Indodian.com – Formasi lingko sekaligus bangunan Mbaru Gendang Manggarai dipentaskan dalam Festival Golo Koe di Labuan Bajo. Festival ini merupakan bagian dari upaya Gereja Keuskupan Ruteng, bekerja sama dengan Pemda setempat dalam mewujudkan wisata holistik.
Wisata holistik merupakan wisata yang menyentuh seluruh aspek kehidupan orang Manggarai, termasuk pertanian/agraria dan budaya tentunya. Dalam hal ini wisata yang diusung Gereja Keuskupan Ruteng tidak terbatas pada ritual budaya dan keagamaan seperti dalam pementasan Festival Golo Koe. Itu hanya bagian kecilnya sebagai pemicu “gerakan sosial” pemberdayaan masyarakat Manggarai.
Festival Golo Koe nantinya akan menjadi cerita “omong kosong” kalau tidak dilanjutkan dengan tindakan praktis pemberdayaan dan advokasi masyarakat Manggarai. Ya, tidak berbeda dengan pesta-pesta lainnya yang menghabiskan uang, bombastis, dan hanya nama besar.
Kita tentunya sangat mengapresiasi gebrakan Gereja Manggarai dan Pemda setempat atau berbagai pihak yang telah sukses menyelenggarakan festival akbar tersebut. Mudah-mudahan nilai-nilai yang dihidupkan dalam Festival Golo Koe dapat dibumikan melalui kebijakan publik pemerintah, misi pastoral gereja, dan kehidupan sosial budaya setiap gendang di Manggarai.

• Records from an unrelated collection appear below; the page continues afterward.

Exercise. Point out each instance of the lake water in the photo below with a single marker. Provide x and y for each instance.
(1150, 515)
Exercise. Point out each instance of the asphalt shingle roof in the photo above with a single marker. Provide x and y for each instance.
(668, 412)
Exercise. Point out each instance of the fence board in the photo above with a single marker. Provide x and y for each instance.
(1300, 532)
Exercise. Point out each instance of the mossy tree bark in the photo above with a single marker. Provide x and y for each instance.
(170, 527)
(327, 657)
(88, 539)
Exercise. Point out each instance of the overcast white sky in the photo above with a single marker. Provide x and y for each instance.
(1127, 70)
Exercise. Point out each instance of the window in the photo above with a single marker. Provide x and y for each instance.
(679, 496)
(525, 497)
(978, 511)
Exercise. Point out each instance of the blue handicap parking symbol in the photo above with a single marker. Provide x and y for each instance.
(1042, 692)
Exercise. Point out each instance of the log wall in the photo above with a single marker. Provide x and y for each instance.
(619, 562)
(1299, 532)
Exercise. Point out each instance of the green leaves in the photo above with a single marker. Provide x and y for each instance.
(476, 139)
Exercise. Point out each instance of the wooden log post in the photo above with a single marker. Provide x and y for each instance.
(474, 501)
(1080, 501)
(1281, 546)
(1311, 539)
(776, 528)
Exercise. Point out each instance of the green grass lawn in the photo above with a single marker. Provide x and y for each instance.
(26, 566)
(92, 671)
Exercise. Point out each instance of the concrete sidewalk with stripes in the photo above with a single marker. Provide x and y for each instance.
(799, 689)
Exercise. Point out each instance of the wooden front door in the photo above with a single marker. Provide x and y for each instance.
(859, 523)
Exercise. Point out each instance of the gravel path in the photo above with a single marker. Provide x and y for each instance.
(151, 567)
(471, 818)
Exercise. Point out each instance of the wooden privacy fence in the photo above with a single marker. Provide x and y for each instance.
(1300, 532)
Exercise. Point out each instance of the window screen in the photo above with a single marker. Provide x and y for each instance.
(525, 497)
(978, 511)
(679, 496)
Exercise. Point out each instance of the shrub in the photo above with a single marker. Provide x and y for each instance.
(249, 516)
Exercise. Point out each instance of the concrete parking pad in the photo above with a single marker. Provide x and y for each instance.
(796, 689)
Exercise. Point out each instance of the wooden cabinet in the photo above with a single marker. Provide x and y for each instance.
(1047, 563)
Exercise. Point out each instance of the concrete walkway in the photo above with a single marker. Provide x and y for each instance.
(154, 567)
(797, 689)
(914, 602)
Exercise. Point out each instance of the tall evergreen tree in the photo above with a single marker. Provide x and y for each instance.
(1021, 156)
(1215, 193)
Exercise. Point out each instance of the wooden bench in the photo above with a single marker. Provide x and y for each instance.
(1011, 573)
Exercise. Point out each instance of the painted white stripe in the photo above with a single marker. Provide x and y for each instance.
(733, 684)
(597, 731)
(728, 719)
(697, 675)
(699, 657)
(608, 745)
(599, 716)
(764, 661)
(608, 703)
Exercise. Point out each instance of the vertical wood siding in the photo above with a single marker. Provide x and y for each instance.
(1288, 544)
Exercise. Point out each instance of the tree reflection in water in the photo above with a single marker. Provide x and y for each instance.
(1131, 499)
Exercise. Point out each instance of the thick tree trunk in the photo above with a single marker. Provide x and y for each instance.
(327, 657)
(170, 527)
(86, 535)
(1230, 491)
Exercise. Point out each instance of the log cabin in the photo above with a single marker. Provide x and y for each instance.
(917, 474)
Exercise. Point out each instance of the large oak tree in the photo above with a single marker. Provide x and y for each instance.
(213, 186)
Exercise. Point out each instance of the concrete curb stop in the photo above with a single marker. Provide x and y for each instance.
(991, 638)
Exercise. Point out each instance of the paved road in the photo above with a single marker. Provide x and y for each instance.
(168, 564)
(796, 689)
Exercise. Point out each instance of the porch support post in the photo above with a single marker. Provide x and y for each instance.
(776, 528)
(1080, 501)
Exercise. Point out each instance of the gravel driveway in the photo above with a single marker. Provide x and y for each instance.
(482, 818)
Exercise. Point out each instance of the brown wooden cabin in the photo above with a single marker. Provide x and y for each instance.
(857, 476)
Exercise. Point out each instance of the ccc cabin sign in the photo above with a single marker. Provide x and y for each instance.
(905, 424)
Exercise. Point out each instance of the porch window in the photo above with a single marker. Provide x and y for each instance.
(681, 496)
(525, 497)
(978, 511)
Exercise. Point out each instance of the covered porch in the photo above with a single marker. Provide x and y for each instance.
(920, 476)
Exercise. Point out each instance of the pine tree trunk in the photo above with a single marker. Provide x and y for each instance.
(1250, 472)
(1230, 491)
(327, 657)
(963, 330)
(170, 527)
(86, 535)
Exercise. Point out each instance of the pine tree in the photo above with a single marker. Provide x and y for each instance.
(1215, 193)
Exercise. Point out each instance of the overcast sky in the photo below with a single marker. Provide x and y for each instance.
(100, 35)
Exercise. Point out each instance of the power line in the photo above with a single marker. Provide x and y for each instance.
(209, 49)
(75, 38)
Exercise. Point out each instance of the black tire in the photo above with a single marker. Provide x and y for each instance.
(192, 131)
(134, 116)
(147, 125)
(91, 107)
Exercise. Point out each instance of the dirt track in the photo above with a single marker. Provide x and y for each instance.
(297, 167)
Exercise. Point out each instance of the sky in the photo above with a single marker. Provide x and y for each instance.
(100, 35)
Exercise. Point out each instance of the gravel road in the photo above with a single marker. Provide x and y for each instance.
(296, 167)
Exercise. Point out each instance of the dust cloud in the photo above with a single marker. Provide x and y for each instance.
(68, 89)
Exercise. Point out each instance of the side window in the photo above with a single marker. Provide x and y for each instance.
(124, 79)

Saya sangat tersentuh dengan formasi lingko yang ditampilkan dalam festival tersebut. Formasi tersebut secara konkret dapat kita lihat dalan sistem pembagian tanah dan corak atap rumah adat (mbaru gendang) Manggarai. Di rumah adat setiap ngando (penyangga atap) bertemu pada satu kayu besar yang disebut siri bongkok (Pilar Utama). Berbentuk kerucut sama seperti lingko. Contoh yang paling familiar adalah Mbaru Niang Todo dan Wae Rebo.
Kesamaan antara bentuk lingko dan gendang tidak terlepas dari filosofi orang Manggarai Gendang One Lingko Peang. Gendang atau rumah adat ada di sebuah tempat menegaskan bahwa warga yang terikat dengan gendang tersebut memiliki lingko atau tanah ulayatnya. Bukan ungkapan semata, tetapi sesuai dengan apa yang hidup dalam masyarakat Manggarai.
Filosofi ini tentunya mengajarkan kepada orang Manggarai bahwa mbaru gendang sangat erat kaitannya dengan tanah. Tidak mungkin ada gendang tanpa ada tanah dari mereka yang terikat dengan gendang. Artinya, tidak ada gunanya bicara tentang gendang kalau tanah dari warga tidak ada, apakah karena dijual atau karena “dirampas” pihak lain.
Belakangan ini masalah tanah begitu marak terjadi di Manggarai, terutama ketika bumingnya wisata premium Labuan Bajo. Masalah tanah ini tidak hanya terjadi di Labuan Bajo tetapi juga di tempat lain di Manggarai. Akar persoalannya sama, tanah dijual oleh warga karena masalah ekonomi (bisa karena kalah judi) dan juga “dirampas” atas nama pembangunan. Masalah klasiknya adalah perebutan lingko antara kampung yang sangat erat dengan gendang.
Masalah tanah, terutama tanah ulayat adalah masalah kolektif masyarakat lokal yang disebut Masyarakat Adat Manggarai. Bila tanahnya habis karena terjual dan karena alasan pembangunan maka keberadaan Masyarakat Adat Manggarai terancam, paling kurang nilai sosial dan kekeluargaannya. Hal ini sudah mulai tampak di Labuan Bajo, Ruteng, dan sekitarnya.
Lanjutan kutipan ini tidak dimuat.